To generate code, you don't have to walk through complex wizards or fill huge forms.
Shortcuts for everything
In IntelliJ IDEA you have dedicated keyboard shortcuts for nearly everything, including rapid selection and switching between tool windows and the editor.
Accessing a tool window via its shortcut moves the input focus to it, so you can use all keyboard commands in its context. When you need to go back to the editor, just hit Esc.
When you're in the Project tool window, you can not only navigate through the existing items, but also create new ones by just pressing Alt+Ins.
Ergonomic user interface
All lists, trees and popups in IntelliJ IDEA provide you with quick search that instantly takes you to a set of items that contain text you’re typing in them.
The first call of any IDE action is supposed to provide most expected results. Need more results? Press the shortcut again and the IDE will go deeper to find what you need.
Inline debugger
When you debug your code IntelliJ IDEA shows you variable values right in the source code, next to their usages.
You don’t even have to hover the mouse over the variable, or switch to the Variables pane of the Debug tool window.
Any time a variable changes its value, the IDE highlights it with a different color so that you can better understand how the state is changed over the code.
Built-in developer tools
To streamline your workflow, IntelliJ IDEA offers an unbeatable toolset right from the first start: decompiler, bytecode viewer, FTP and many more.
Version control
IntelliJ IDEA provides a unified interface for major version control systems including Git, SVN, Mercurial, CVS, Perforce, and TFS. The IDE lets you browse the history of changes, manage branches, merge conflicts and much more
Build tools
IntelliJ IDEA comes with a built-in decompiler for Java classes.

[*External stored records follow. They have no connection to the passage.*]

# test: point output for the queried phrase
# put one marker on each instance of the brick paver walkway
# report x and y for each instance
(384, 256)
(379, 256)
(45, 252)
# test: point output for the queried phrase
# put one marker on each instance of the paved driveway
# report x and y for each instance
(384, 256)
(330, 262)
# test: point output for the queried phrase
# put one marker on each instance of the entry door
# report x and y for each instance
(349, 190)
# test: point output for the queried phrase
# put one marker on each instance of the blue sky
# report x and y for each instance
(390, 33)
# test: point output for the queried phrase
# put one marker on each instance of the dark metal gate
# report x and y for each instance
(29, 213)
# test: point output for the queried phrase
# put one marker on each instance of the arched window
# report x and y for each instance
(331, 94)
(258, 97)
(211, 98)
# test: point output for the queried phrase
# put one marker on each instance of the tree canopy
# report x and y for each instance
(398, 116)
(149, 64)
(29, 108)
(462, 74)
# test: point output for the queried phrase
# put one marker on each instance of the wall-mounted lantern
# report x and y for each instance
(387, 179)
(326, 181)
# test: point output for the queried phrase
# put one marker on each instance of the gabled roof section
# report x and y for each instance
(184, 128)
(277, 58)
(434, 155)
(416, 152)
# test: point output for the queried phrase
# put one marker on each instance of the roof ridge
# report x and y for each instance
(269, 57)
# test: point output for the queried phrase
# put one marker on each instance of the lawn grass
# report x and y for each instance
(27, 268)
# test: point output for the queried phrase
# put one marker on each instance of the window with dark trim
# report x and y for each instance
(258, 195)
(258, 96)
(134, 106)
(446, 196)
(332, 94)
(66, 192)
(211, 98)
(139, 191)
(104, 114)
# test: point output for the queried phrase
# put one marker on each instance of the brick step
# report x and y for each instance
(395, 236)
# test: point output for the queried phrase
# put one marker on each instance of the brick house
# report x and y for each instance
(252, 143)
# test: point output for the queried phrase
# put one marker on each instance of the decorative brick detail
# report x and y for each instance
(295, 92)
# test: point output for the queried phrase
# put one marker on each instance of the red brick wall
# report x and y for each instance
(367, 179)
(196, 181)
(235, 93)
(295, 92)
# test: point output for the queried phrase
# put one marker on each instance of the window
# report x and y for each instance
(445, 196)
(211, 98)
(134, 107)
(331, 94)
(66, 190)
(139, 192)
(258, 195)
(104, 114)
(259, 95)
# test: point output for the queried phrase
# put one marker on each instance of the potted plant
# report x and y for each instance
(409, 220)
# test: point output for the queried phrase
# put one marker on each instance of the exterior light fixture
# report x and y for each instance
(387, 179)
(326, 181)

When you want to take a look inside a library that you don't have the source code for, now you can – without any third-party plugins.
Test runner and coverage
IntelliJ IDEA lets you perform unit testing with ease. The IDE includes test runners and coverage tools for major test frameworks, including JUnit, TestNG, Spock; Cucumber, ScalaTest, spec2, and Karma.
Decompiler
IntelliJ IDEA comes with a built-in decompiler for Java classes. When you want to take a look inside a library that you don't have the source code for, now you can – without any third-party plugins
Terminal
The IDE comes with a built-in terminal. Depending on your platform, you can work with command line prompt, Far, powershell, or bash. Invoke the terminal with Alt+F12 and execute any command–without leaving the IDE.
Database tools
Take advantage of intelligent coding assistance when editing SQL; connect to live databases; run queries; browse and export data; and even manage your schemes in a visual interface–right from the IDE.
Application servers
IntelliJ IDEA supports major application servers: Tomcat, JBoss, WebSphere, WebLogic, Glassfish, and many others.

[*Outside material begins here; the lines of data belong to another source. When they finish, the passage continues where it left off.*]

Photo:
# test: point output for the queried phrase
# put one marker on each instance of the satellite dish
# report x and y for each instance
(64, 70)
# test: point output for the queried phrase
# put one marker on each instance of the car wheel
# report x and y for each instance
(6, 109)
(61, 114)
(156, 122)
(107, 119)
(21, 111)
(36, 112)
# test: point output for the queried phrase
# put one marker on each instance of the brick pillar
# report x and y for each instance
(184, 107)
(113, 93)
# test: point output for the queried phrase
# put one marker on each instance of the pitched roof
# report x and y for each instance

You can deploy your artifacts onto application servers and debug the deployed applications right from within the IDE.
Docker
Via a separate plugin, IntelliJ IDEA provides a dedicated tool window that lets you connect to locally running Docker machines to manage images, containers and Docker Compose services.
Polyglot experience
In addition to Java, IntelliJ IDEA offers first-class support for top JVM and non-JVM frameworks and languages out of the box.
First-class support for top frameworks
IntelliJ IDEA provides support for the most popular server-side and front-end frameworks.
Take advantage of extended coding assistance for Spring, Java EE, Grails, Play, Android, GWT, Vaadin, Thymeleaf, React, AngularJS and other frameworks.
Many languages–one IDE
While IntelliJ IDEA is an IDE for Java, it also understands many other languages, including Groovy, Kotlin, Scala, JavaScript, TypeScript and SQL.
IntelliJ IDEA is a turnkey solution, but if you ever need anything extra, its rich plugin ecosystem is here to help you.